News 11 June 2023 - simon-oz/Weekly-AI-news GitHub Wiki

OpenAI see traffic soar to Billion mark, achieved a total 847 million user access in March 2023.
Video-LLaMA, a multi-modal framework that empowers Large Language Models (LLMs) with the capability of understanding both visual and auditory content in the video. Video-LLaMA showcases the ability to perceive and comprehend video content, generating meaningful responses that are grounded in the visual and auditory information presented in the videos.
InstructZero, is an efficient instruction optimization method for black-box large language models by optimizing a low-dimensional soft prompt applied to an open-source LLM to generate the instruction for the black-box LLM.
Git-Theta is a Git extension that aims to provide similar functionality for machine learning model checkpoints by efficiently and meaningfully track a model's version history natively through Git. Link to the project
A github project named roop is recently released. It allows anyone to take a video and replace the face in it with a face of your choice. You only need one image of the desired face. No dataset, no training.

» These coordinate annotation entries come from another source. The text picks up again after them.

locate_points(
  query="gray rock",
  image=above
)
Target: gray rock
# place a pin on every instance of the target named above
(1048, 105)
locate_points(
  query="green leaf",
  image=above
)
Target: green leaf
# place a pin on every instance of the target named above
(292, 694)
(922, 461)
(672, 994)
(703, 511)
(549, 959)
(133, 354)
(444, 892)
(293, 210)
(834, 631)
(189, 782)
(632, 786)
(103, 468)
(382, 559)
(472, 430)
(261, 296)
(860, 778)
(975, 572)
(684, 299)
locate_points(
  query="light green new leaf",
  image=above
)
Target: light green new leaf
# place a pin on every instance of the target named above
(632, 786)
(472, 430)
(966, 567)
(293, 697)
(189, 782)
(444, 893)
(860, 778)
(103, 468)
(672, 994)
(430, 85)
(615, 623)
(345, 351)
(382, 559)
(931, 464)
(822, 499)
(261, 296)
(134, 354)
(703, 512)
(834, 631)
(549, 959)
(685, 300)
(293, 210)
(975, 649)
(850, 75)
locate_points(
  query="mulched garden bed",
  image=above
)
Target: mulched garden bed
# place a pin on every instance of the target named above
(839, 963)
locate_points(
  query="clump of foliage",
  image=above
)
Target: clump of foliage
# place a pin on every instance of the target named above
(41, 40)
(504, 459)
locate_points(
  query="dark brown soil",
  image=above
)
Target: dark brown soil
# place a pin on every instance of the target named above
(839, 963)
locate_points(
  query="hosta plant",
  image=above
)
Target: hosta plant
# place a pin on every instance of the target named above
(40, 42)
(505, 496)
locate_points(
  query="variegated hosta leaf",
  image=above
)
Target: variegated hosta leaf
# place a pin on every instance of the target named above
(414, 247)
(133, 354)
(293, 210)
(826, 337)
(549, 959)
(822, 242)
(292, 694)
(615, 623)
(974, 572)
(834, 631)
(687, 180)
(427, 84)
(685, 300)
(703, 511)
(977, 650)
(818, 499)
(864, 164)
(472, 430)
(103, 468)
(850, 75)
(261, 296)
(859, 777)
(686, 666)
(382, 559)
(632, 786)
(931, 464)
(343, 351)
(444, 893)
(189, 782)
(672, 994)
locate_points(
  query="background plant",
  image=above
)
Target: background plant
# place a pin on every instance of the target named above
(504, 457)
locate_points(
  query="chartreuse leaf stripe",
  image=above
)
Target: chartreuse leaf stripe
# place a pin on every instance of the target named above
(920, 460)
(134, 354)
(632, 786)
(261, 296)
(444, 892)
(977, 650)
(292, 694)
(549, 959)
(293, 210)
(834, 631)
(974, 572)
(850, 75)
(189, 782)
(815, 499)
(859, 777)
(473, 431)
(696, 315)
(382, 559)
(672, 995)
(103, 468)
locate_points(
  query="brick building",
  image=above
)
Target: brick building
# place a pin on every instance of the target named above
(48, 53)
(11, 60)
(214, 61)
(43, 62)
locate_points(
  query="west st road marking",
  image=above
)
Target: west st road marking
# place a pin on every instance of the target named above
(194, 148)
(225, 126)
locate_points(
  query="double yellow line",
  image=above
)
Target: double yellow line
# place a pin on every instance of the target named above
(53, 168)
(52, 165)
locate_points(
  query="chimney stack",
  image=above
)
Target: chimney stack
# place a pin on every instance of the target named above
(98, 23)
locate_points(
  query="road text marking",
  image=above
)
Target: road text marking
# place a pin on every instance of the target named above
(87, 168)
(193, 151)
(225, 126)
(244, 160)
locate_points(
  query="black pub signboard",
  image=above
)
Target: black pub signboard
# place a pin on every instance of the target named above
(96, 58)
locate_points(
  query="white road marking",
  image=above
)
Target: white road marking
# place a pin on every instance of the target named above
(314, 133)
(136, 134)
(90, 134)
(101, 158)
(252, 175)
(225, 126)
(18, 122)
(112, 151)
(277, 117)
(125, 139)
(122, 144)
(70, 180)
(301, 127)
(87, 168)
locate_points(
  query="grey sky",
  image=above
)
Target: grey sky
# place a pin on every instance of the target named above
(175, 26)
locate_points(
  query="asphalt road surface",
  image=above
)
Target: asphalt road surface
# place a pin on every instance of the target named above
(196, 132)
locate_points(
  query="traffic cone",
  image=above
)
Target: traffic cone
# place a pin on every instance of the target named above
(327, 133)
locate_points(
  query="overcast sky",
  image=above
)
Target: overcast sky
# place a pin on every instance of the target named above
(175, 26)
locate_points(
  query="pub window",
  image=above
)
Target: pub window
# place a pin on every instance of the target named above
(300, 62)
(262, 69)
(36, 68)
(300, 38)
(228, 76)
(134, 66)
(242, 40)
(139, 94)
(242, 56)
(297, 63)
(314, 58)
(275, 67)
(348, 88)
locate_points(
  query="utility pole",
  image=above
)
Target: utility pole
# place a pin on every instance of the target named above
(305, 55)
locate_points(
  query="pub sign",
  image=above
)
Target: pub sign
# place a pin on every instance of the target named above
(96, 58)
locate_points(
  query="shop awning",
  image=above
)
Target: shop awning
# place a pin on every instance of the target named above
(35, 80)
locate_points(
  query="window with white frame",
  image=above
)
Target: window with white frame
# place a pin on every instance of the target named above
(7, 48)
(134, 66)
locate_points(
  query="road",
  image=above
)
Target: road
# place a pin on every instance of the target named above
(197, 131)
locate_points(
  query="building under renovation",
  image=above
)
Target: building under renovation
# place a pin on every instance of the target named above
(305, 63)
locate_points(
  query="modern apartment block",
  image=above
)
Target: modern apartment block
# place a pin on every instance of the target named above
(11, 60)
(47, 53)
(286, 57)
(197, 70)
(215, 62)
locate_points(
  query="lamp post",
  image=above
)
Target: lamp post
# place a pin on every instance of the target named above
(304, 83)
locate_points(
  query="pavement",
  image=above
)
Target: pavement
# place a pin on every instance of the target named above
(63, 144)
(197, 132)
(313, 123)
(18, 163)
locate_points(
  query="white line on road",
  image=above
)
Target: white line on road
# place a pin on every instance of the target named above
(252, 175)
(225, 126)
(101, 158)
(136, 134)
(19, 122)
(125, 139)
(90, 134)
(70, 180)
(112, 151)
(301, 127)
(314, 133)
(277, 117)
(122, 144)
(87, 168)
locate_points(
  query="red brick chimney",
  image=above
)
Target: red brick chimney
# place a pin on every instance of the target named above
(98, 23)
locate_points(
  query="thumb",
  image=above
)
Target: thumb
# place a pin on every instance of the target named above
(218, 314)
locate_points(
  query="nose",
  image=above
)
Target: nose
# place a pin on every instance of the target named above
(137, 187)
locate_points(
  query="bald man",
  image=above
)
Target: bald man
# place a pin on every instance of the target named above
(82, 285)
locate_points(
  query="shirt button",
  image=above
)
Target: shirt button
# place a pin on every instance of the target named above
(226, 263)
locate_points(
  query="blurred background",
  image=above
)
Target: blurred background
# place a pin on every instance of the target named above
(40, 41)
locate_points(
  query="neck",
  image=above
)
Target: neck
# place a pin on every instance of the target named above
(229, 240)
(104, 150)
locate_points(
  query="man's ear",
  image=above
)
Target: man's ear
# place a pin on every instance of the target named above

Facebook published a paper introducing MusicGen, which can generate high-quality samples, while being conditioned on textual description or melodic features, allowing better controls over the generated output.
SpQR- Sparse-Quantized Representation, is a new compressed format and quantization technique which enables for the first time near-lossless compression of LLMs across model scales, while reaching similar compression levels to previous methods. Require GPU VRAM > 32GB.
MAN - Matting Anything Model, can estimate the alpha matte of any target instance with user prompts as boxes, points, or text descriptions for interactive use by incorporating SAM. It further reaches comparable performance to the specialized matting models on multiple benchmarks, and shows superior generalization ability with fewer parameters as a unified image matting model.
Video-ChatGPT, is a multimodal model that merges a video-adapted visual encoder with a LLM. The model is capable of understanding and generating human-like conversations about videos. Try it here.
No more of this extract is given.